(CRP/Syfia) A Brazzaville, les enfants handicapés, notamment les filles, sont souvent considérés comme un poids par leurs familles. Rééduqués par des associations, certains et certaines intègrent l’école classique ou apprennent un métier.
Il est environ 10h, un lundi de janvier, au quartier Château d’eau. Nous sommes à Makélékélé, dans le 1er arrondissement de Brazzaville. Précisément dans l’atelier de menuiserie de l'association Handicap d’Afrique. Ce centre Medipsyp, un centre Médico-psychopédagogique, aide les enfants et jeunes handicapés à construire leur avenir.
Franck Sounga, la vingtaine révolue, est l'un d'entre eux. Occupé à scier à la machine une planche de 6 mètres de long, il a à sa droite trois autres élèves, valides, eux. Le centre est en effet ouvert à tous. A proximité, le chef d’atelier aide à monter six chaises en bois. "Avant, j'avais des pertes de mémoire. J'ai passé trois ans à Medipsyp. Quand on m’a conseillé la menuiserie, je n’ai pas hésité ! Aujourd’hui, je me sens à l’aise dans ce métier", raconte, Franck.
Selon les responsables de ce centre ouvert depuis 1996 à Brazzaville, chaque année, une centaine d’enfants (parmi lesquels une cinquantaine de filles) bénéficient d'une rééducation : parler, lire, compter, écrire. Au bout de deux à trois ans, ils intègrent l’école classique ou apprennent un métier. Ce qui leur permet souvent de retrouver l’estime de leurs parents.
Yohann Konda, sourd-muet de 21 ans, fait partie de ces jeunes qui font désormais le bonheur de leurs parents et de leurs encadreurs. "Après trois ans de rééducation à Medipsyp, nous l’avons orienté en menuiserie. Aujourd’hui, nous apprécions son comportement et son travail ici à l’atelier. Yohann a de l’avenir !", témoigne Déo Hilaire Nkounkou, le chef d’atelier de menuiserie.
"Mes parents sont fiers de moi"
Grâce Lessoko, 11 ans, élève à l’école Trois martyrs (Ouénzé, arrondissement 5 à Brazza), raconte son parcours : "J'ai commencé mes études à Medipsyp, car je n’arrivais pas à lire, ni à écrire. J’ai fait trois ans là-bas, puis j'ai rejoint l’école classique. Je suis actuellement en CE2. Et, maman ne m’achète plus de médicaments, car je ne suis plus malade !" Rosine Indangui, la maman de Grâce, confirme : "Avant, ma fille était vulnérable. Elle avait des trous de mémoire et n’arrivait pas à retenir, ni à reproduire ce qu’elle faisait à l’école. Après sa rééducation, elle a effectivement intégré l’école classique !"
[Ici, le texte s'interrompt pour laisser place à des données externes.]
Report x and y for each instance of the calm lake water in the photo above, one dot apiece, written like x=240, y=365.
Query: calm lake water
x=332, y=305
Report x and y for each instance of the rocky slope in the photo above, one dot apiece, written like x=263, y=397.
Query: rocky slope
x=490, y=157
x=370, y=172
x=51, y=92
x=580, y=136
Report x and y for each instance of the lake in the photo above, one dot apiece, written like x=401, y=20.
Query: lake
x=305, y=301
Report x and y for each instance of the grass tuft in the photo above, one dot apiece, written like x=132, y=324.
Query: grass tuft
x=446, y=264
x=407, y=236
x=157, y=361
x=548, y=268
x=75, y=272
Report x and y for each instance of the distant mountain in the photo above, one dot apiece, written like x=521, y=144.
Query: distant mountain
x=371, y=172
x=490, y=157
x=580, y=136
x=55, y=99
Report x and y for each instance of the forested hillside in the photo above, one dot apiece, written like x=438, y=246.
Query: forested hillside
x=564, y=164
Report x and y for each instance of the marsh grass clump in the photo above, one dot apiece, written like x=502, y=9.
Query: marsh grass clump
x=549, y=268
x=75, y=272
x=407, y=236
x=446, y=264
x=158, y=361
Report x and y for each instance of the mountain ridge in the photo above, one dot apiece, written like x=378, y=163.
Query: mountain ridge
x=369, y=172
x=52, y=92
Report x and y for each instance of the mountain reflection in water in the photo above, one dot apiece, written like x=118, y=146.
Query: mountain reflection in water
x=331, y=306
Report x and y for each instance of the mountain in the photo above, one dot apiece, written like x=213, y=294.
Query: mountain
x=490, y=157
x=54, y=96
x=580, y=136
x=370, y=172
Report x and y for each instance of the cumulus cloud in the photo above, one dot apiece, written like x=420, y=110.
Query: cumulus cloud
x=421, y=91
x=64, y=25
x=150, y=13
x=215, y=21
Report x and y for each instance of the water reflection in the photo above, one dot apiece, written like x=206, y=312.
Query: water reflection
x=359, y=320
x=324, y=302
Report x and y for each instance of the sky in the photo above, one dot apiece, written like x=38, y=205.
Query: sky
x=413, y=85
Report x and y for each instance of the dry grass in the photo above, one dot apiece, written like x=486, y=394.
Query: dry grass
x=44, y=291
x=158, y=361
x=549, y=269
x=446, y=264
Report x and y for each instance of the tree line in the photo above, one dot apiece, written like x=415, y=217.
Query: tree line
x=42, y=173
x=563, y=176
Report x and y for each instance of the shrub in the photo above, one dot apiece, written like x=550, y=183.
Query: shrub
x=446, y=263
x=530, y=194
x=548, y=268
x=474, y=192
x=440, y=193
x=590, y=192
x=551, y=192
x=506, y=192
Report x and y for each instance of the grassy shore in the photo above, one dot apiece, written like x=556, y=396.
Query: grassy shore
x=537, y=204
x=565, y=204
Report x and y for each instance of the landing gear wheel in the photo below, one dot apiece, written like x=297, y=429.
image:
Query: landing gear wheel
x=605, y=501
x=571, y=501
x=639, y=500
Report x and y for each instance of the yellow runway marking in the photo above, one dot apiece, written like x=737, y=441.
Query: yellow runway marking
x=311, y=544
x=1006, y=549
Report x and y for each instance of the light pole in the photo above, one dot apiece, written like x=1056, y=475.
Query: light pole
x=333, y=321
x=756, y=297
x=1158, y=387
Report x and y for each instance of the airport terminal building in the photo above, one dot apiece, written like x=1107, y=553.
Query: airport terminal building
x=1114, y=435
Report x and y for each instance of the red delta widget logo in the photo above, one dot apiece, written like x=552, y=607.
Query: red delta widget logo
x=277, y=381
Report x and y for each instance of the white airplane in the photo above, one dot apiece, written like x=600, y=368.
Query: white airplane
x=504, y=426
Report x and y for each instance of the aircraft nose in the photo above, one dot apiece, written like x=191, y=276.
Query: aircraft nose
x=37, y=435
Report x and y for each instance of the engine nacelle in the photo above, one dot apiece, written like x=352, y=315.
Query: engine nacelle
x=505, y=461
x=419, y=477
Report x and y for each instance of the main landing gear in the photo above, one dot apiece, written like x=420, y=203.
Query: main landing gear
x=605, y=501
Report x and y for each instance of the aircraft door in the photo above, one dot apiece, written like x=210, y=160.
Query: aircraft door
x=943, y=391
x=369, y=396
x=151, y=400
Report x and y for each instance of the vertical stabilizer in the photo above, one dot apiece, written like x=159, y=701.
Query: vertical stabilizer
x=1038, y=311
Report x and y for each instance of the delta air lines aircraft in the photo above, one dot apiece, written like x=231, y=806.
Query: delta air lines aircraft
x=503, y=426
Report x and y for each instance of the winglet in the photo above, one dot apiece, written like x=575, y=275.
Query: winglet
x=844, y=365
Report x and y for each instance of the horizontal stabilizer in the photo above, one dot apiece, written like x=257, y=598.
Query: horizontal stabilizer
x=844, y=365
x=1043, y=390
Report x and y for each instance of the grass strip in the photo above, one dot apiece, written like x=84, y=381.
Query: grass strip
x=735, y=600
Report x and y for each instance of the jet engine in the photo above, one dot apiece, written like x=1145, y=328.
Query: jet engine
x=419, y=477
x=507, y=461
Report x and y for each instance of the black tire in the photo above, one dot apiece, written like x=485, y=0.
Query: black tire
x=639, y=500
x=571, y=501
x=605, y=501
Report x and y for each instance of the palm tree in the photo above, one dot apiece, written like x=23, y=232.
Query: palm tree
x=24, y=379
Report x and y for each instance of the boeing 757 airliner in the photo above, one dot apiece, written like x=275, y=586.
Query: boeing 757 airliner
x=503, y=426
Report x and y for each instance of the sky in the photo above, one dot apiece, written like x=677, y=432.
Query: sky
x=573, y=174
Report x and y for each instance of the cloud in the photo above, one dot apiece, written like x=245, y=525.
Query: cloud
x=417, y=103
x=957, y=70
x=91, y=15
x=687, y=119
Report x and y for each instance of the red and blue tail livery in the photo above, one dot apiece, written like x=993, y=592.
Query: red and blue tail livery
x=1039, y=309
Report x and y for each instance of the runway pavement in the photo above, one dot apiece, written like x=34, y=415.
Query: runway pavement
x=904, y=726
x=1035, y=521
Yohann se frotte les mains pour parler en langue des signes. Avec un interprète à côté de lui, il explique, fier du chemin parcouru : "Depuis que j’apprends un métier, mes parents me considèrent. Je gagne 20 000 à 25 000 Fcfa (30 à 40 €) par mois. Je ne suis plus à leur charge. Je m’achète désormais mes habits !" Franck reçoit lui aussi, enfin, la même reconnaissance familiale : "Ma situation s’est améliorée. Quand nous finissons les commandes des clients, le maître menuisier me donne 10 000 à 15 000 Fcfa (15 à 25 €) en fonction des recettes. A présent, mes parents sont fiers de moi. Quand j’ai de l’argent, je contribue aux dépenses de la maison."
Pierre Likibi, éducateur à Handicap d’Afrique, donne quelques uns des secrets de la réussite : "Nous utilisons la langue des signes, car autrement, sans gestes, l’enfant ne peut pas comprendre. Celui qui arrive à bien lire est celui qui mémorise les différents sons et gestes." Fanette Venard Lascombe, étudiante en 3e année à l’université Claude Bernard Lyon 1 en orthophonie, en stage à Medipsyp, observe qu’en cinq semaines "on a semé des graines. Au cours de notre stage, certains enfants font des progrès. Nous avons travaillé avec la méthode de la dynamique de la parole (gestes, mouvements de tout le corps) pour essayer de produire des sons et mieux articuler."
A ce jour, Pierre Likibi pense que "les échecs sont liés au fait que les enfants les plus âgés vont directement dans un atelier apprendre un métier, alors qu'ils ne sont pas encore alphabétisés. Cela peut être un obstacle pour eux." Certains de ceux qui ont pris le temps de suivre d'abord une rééducation rêvent à présent de devenir médecins ou avocats.